So I was shocked and delighted by the original. Blood is actually shed and characters really die. I mean, die as in get killed in open combat or else by slight-of-hand. There is at once a childish enchantment and a brutal realism to the book. In the first minutes we find that Wendy’s father won her mother’s hand by the simple expedient of taking a cab to her door rather than walk, thus arriving before any of his rivals. (It’s funny but it makes you wonder: is that the only reason why they got hitched?) There is a kiss in the corner of her mother’s mouth that no one—not Wendy or her brothers or even their father—will ever get (and we adults know exactly what Barrie is talking about because most of us have seen that kiss in the corners of other mouths). And we learn what we have all suspected, that the age of two is the “beginning of the end”, when a child realizes they won’t be young forever.
Meanwhile, Barrie shows us Peter—and all children—as they really are: adorable and sweet and self-centered and, to use a word our author uses repeatedly, heartless.

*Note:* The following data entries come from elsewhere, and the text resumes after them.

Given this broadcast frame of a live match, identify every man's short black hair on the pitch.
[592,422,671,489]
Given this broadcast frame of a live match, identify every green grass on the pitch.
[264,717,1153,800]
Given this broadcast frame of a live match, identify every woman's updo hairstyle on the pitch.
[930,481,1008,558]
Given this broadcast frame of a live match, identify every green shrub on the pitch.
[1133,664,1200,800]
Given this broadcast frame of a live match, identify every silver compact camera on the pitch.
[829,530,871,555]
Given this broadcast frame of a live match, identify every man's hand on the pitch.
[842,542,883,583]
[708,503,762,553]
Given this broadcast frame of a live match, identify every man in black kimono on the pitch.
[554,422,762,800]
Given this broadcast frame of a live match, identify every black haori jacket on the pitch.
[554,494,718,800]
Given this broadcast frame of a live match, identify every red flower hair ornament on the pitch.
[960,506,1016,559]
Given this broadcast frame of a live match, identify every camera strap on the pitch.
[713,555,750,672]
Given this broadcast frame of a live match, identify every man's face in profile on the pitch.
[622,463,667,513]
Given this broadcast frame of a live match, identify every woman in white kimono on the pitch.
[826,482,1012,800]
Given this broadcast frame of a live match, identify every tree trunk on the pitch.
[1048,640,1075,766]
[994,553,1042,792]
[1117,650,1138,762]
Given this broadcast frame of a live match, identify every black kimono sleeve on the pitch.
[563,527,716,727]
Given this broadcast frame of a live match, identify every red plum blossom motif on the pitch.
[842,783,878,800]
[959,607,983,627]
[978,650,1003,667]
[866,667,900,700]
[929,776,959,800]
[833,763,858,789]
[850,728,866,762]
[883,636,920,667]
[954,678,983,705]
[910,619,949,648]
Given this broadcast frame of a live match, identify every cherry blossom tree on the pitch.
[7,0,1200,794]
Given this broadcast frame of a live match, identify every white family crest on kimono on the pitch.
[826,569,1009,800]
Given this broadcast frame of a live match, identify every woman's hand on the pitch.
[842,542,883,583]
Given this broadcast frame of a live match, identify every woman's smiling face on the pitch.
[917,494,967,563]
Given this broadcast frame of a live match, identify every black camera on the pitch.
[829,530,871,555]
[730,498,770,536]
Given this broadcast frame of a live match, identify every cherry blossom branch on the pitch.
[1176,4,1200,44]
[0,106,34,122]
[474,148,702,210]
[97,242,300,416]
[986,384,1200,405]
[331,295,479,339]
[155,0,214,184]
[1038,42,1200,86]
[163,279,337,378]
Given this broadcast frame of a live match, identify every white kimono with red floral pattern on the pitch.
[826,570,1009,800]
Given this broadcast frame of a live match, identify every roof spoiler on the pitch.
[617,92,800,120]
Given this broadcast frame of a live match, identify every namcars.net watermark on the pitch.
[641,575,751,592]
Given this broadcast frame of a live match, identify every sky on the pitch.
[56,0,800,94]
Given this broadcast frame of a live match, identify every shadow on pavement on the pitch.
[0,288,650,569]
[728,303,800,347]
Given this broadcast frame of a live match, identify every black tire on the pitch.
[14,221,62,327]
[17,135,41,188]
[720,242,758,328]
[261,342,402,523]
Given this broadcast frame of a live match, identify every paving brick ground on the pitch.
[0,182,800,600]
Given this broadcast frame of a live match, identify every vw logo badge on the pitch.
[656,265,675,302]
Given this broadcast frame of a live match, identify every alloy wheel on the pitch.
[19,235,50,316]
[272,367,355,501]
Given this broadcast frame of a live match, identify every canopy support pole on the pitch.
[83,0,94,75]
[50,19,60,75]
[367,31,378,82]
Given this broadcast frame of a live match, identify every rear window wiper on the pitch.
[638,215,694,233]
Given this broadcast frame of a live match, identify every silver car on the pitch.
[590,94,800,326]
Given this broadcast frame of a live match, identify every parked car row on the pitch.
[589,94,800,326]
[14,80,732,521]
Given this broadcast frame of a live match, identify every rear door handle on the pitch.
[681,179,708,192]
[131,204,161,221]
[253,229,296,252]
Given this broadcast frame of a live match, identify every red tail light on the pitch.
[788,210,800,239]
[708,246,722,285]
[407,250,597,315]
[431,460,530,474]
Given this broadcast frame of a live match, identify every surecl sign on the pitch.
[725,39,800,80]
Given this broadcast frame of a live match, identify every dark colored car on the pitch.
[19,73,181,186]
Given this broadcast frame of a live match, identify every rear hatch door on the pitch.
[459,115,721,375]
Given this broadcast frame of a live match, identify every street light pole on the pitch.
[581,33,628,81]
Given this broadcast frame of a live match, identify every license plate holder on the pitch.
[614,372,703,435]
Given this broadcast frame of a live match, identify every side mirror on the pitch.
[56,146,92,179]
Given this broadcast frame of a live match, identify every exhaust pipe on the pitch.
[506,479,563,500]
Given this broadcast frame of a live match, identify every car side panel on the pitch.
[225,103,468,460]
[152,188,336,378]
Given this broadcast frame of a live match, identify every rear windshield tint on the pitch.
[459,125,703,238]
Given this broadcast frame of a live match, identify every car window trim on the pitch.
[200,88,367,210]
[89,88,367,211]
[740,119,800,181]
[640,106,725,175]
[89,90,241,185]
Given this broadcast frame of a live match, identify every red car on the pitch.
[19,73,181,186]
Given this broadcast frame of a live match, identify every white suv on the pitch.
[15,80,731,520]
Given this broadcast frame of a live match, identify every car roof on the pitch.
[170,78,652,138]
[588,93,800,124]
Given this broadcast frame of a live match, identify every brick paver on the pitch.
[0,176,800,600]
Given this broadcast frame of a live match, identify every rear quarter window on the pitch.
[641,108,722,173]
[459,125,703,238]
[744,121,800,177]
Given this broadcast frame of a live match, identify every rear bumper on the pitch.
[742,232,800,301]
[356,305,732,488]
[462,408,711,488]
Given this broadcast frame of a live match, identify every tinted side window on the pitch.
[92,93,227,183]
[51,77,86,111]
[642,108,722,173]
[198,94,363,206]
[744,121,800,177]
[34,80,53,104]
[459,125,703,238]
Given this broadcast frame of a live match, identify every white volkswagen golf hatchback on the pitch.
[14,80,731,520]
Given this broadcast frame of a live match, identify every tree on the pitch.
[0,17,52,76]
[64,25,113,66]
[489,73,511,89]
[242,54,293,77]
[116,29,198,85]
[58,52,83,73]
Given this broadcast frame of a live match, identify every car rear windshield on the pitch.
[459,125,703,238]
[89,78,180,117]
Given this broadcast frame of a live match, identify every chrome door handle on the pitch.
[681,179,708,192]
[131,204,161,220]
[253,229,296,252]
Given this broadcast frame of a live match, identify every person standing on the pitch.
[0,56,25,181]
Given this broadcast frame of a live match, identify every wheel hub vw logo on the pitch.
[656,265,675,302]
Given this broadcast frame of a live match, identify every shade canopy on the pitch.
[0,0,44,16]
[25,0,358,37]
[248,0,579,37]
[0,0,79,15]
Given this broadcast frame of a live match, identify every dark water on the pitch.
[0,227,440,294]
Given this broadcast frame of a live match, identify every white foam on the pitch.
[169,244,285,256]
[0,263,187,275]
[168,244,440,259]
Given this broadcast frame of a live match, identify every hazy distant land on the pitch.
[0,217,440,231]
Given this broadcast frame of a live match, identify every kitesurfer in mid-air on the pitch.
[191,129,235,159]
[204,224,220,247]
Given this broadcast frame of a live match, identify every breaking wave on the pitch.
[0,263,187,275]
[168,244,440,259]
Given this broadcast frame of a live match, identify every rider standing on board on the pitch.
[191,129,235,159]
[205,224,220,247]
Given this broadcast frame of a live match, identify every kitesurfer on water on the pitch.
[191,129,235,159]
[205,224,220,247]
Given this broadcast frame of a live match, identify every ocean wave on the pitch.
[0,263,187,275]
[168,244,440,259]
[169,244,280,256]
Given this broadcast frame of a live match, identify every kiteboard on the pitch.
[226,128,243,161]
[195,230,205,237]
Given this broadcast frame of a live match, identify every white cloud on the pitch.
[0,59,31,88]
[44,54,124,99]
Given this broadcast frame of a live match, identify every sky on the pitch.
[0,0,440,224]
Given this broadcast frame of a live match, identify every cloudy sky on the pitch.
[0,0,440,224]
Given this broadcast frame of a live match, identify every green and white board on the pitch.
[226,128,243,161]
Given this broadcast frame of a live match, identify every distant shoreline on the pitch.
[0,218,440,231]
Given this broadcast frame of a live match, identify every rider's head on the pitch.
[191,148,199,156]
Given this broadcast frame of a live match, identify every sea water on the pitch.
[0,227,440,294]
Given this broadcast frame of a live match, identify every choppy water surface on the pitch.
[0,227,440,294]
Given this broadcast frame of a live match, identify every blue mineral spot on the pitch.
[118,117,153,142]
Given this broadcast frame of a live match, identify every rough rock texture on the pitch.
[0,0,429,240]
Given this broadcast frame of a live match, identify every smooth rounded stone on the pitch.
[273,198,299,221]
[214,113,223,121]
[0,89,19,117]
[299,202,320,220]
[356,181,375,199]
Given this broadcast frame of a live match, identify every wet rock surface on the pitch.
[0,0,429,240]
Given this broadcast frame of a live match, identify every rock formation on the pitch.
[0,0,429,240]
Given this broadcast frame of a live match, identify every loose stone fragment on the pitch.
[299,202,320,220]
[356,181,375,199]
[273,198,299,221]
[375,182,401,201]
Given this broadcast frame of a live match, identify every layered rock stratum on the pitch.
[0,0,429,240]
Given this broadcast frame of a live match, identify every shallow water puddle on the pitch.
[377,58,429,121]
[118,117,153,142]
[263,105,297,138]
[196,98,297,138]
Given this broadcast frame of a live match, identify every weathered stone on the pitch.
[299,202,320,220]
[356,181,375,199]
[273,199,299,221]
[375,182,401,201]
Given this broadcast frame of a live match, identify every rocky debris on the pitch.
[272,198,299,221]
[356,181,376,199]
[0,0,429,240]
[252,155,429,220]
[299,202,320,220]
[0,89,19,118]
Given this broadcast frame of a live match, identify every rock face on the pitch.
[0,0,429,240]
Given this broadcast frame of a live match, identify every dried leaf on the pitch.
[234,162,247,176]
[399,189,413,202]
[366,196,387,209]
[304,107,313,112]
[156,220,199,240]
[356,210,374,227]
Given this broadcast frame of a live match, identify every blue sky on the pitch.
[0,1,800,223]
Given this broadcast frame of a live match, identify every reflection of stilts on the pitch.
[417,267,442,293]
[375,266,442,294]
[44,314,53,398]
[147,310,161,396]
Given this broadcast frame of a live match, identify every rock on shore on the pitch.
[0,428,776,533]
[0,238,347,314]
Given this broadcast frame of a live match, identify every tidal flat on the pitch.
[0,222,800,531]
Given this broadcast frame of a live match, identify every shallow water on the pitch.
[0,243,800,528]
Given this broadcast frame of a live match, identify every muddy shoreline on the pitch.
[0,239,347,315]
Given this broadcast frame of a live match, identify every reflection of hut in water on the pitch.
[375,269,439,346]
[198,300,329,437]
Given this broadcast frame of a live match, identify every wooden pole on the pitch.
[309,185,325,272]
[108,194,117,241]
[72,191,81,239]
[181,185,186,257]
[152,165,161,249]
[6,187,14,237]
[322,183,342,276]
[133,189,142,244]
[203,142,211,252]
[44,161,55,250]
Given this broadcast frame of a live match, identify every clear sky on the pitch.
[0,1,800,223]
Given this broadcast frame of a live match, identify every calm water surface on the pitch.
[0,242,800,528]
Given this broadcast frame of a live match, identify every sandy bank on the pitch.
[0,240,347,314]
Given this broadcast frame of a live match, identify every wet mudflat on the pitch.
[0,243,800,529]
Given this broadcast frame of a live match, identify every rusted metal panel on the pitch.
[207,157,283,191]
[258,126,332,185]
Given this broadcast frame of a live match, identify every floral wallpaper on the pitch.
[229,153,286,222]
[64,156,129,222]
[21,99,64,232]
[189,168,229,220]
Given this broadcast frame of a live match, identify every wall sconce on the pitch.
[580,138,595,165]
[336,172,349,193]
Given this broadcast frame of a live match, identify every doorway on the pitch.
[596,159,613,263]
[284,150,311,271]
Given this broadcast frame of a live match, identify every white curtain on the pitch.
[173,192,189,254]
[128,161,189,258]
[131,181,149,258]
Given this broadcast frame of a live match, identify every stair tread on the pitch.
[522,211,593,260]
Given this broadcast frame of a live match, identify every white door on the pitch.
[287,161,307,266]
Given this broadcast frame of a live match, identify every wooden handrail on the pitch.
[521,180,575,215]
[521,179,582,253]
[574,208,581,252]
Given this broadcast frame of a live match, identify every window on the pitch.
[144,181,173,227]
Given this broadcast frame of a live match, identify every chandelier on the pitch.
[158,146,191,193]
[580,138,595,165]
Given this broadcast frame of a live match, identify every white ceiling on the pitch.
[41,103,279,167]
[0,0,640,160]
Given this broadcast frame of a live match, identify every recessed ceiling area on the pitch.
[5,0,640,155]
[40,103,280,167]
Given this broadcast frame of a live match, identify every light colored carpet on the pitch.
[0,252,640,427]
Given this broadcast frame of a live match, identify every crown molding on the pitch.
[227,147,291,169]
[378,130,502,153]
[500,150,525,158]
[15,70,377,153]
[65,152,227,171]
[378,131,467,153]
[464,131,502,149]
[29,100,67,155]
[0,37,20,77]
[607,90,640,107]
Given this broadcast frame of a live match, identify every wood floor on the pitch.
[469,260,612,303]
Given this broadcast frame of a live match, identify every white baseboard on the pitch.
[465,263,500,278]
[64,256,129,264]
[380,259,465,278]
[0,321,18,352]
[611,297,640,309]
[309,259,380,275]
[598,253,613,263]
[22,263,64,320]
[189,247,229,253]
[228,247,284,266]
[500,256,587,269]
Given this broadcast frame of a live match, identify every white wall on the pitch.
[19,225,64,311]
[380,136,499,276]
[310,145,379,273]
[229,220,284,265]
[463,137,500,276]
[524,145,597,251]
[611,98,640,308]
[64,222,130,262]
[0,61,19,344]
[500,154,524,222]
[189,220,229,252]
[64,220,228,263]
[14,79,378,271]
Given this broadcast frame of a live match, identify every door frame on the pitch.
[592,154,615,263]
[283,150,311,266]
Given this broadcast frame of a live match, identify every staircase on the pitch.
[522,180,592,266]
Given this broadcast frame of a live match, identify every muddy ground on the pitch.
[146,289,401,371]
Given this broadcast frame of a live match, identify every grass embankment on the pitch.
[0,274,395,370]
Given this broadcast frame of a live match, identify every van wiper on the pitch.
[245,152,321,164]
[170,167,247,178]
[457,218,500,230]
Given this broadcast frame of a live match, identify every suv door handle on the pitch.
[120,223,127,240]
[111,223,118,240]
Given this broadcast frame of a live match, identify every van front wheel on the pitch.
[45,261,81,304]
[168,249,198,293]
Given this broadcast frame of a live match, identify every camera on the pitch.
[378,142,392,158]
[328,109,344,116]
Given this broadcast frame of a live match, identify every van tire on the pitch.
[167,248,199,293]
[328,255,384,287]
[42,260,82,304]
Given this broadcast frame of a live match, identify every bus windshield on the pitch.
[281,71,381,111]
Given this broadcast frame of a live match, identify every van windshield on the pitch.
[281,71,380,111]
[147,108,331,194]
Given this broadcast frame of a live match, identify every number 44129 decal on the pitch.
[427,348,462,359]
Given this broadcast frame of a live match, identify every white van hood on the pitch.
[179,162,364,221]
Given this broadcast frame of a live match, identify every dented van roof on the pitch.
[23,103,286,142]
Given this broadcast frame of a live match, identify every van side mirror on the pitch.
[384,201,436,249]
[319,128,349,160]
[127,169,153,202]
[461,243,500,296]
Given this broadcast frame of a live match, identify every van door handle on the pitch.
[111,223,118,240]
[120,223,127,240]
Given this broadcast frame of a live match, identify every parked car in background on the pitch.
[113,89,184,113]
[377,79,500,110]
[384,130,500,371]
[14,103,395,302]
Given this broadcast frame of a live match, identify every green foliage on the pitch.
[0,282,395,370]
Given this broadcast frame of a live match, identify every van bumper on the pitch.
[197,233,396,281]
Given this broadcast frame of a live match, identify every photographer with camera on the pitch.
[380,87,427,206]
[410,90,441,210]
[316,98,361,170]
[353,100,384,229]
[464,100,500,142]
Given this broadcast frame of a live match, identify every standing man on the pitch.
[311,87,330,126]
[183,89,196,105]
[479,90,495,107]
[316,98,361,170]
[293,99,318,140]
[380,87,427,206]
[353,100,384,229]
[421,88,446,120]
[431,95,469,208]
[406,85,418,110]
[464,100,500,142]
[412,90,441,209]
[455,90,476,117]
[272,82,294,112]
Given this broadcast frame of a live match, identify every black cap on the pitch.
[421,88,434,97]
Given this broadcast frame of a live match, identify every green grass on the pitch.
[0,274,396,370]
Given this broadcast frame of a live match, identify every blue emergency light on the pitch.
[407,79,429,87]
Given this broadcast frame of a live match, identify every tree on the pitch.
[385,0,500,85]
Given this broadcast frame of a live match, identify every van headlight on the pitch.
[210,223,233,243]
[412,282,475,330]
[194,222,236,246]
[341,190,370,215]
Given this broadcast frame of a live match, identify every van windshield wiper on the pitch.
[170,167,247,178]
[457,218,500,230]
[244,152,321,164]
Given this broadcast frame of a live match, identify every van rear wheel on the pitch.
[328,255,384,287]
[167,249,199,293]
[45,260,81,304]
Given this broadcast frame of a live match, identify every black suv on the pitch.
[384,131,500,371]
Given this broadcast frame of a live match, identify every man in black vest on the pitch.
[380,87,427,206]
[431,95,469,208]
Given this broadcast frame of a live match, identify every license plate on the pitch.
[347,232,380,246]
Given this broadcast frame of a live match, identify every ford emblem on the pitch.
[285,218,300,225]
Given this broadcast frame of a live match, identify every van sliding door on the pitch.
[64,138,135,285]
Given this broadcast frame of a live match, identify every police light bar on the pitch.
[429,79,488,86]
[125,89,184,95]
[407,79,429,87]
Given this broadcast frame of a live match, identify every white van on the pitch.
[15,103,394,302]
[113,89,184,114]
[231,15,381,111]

Which clears up a mystery that has been bothering me—in a slight, backroom-of-the-mind sort of way—for years now. People always said Michael Jackson’s name for his estate, “Neverland” perfectly fitted its occupant. With nothing but Disney’s cloying, animated adorableness to go on I never got what they were talking about. Now I do.
Peter is a wonderful boy. He can teach you how to fly. He can take you on adventures. He can enchant and enthrall you—especially if you’re Wendy. But he can also forget about you in a moment. The escapades that, for Wendy and her brothers, were so unique and memorable are, for Peter, less than the shadow of a memory because he inhabits such a secluded, enchanted, action-packed and wish-fulfilled world. Between the last time you saw him and now, he’s had so many other perfect days and fantastic outings that, for all he can recall of it, your time with him might as well have never happened. We’ve all dated people like that.
But there’s more.
Barrie’s writing is superb. “Superb” as in “a joy to listen to”. By turns lighthearted and serious, innocent and psychologically penetrating, Pan is a book for adults as well as children to delight in. Barrie paints images more vivid and arresting than anything Disney could do, even now. And our narrator, Christopher Cazanove, handles every sentence as deftly as if he had written it himself.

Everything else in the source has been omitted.